Matters were at this pass when the army, resolved to defy the Parliament, marched up to London. The Parliament, not afraid of them now, and boldly led by Hollis, voted that the King’s concessions were sufficient ground for settling the peace of the kingdom. Upon that, COLONEL RICH and COLONEL PRIDE went down to the House of Commons with a regiment of horse soldiers and a regiment of foot; and Colonel Pride, standing in the lobby with a list of the members who were obnoxious to the army in his hand, had them pointed out to him as they came through, and took them all into custody. This proceeding was afterwards called by the people, for a joke, PRIDE’S PURGE. Cromwell was in the North, at the head of his men, at the time, but when he came home, approved of what had been done.
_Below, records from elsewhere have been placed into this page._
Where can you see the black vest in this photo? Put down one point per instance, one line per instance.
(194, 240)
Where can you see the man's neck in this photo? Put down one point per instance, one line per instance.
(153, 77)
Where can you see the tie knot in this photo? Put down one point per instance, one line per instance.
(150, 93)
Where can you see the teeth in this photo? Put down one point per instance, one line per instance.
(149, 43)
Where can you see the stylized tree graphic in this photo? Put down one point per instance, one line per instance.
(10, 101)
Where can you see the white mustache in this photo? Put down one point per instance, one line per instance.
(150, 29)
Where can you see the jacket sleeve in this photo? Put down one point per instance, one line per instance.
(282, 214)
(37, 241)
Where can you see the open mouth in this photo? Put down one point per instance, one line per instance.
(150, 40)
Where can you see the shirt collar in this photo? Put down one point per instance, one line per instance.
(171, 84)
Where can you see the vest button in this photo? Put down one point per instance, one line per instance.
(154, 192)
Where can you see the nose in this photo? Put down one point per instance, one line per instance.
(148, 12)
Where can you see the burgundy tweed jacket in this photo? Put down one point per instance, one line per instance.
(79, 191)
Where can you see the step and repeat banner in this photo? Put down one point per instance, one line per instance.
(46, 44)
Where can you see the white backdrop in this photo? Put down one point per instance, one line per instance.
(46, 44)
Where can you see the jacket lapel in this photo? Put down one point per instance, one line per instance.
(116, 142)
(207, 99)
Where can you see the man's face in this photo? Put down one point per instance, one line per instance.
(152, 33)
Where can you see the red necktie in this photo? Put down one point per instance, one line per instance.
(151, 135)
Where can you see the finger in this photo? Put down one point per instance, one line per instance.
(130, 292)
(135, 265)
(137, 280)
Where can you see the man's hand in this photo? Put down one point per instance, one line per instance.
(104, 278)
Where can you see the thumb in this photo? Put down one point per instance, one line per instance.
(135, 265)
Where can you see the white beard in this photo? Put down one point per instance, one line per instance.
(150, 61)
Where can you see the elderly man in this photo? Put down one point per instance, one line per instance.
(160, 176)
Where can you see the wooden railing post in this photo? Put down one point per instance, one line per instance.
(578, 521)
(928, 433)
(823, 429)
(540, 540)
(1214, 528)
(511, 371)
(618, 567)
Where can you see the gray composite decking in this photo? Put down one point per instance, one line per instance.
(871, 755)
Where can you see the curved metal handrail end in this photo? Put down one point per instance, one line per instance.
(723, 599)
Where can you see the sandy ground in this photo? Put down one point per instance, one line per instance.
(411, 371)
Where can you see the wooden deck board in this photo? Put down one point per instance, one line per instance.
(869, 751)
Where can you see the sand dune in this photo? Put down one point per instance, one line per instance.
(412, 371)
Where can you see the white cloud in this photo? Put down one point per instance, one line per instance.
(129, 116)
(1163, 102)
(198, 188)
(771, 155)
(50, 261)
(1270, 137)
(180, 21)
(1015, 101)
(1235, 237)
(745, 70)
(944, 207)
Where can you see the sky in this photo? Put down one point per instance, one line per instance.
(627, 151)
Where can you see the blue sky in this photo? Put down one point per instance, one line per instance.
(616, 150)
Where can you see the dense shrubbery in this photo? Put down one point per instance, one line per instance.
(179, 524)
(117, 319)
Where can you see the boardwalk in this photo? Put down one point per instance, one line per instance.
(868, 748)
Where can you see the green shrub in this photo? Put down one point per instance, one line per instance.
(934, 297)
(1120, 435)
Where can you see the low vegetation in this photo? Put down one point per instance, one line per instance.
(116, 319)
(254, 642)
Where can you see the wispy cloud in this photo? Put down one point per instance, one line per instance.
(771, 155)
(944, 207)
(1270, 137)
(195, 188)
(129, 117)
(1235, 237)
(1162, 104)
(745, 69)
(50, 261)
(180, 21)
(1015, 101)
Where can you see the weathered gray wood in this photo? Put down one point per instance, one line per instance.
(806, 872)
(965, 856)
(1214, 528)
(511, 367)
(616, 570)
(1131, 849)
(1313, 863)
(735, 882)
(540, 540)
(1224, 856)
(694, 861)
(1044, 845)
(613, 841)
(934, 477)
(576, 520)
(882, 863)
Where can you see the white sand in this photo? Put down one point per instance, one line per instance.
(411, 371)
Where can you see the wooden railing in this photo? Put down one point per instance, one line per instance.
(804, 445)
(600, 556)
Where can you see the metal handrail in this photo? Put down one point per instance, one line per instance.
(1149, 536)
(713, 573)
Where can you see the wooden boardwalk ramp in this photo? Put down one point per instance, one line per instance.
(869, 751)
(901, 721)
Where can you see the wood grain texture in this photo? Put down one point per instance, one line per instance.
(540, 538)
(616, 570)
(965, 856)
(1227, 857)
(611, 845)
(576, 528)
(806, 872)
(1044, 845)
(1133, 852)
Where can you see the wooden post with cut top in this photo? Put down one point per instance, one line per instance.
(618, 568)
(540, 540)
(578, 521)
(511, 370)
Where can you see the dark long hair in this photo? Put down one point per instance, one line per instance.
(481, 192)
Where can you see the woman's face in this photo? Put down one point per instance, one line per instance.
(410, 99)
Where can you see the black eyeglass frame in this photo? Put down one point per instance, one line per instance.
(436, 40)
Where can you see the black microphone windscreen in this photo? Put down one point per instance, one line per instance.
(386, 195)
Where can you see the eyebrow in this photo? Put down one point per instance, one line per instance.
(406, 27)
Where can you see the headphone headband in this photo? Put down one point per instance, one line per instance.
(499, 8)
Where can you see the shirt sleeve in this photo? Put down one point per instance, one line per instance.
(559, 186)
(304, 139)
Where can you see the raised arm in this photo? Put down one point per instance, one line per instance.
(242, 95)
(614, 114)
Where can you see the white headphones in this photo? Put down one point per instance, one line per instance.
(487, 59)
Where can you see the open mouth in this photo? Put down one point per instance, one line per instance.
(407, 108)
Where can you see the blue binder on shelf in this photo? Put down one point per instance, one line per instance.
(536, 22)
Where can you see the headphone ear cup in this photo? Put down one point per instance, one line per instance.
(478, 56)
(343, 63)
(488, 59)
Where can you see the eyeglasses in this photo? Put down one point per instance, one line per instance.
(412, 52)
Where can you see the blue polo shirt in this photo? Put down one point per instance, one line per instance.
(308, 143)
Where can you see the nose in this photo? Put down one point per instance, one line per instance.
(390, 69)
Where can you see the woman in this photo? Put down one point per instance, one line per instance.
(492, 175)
What with imprisoning some members and causing others to stay away, the army had now reduced the House of Commons to some fifty or so. These soon voted that it was treason in a king to make war against his parliament and his people, and sent an ordinance up to the House of Lords for the King’s being tried as a traitor. The House of Lords, then sixteen in number, to a man rejected it. Thereupon, the Commons made an ordinance of their own, that they were the supreme government of the country, and would bring the King to trial.